Jeanette moved closer, her expression intense.
"Think of it, Kate. No nations, no borders. No me and not-me, no mine and not-mine—the sources of all conflict. Nothing can belong to anyone when everything belongs to everyone. The Unity future—"
"—is a sterile existence, Jeanette!" Hard to speak now. Her words slurred, her thoughts sludged. And Jeanette was closer, still reaching for her. "You want to turn humanity into a homogeneous mass of content, well-fed, healthy bodies in a healthy environment where we can breed like rabbits. You say you'll do away with livestock, Jeanette, but the truth is you'll become livestock!" Kate whirled, punched random buttons on the microwave over control panel. "And I refuse to live like that!"
Kate hit START.
And suddenly her mind cleared, her limbs freed up.

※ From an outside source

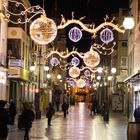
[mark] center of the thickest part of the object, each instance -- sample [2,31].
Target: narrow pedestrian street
[78,125]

"Thank goodness!" she said. She turned to Jeanette. "Now we can really talk."
But Jeanette stood facing her, shaking her head and smiling ruefully.
"If you're looking for the old me, that won't work anymore. Not on me. I'm fully integrated now. The old me is gone, shucked like a worn-out skin. There's only the new me now."
Kate felt her breath clog in her throat. "Oh, no."
"The Unity doesn't understand why, but the vibrations caused by microwaves interfere with oneness in the unintegrated, causing the Unity to become blind to you. But it's only temporary. Once you're fully integrated, nothing can come between you and the Unity."
Kate's vision blurred as tears filled her eyes. Jeanette was gone, replaced by this… drone.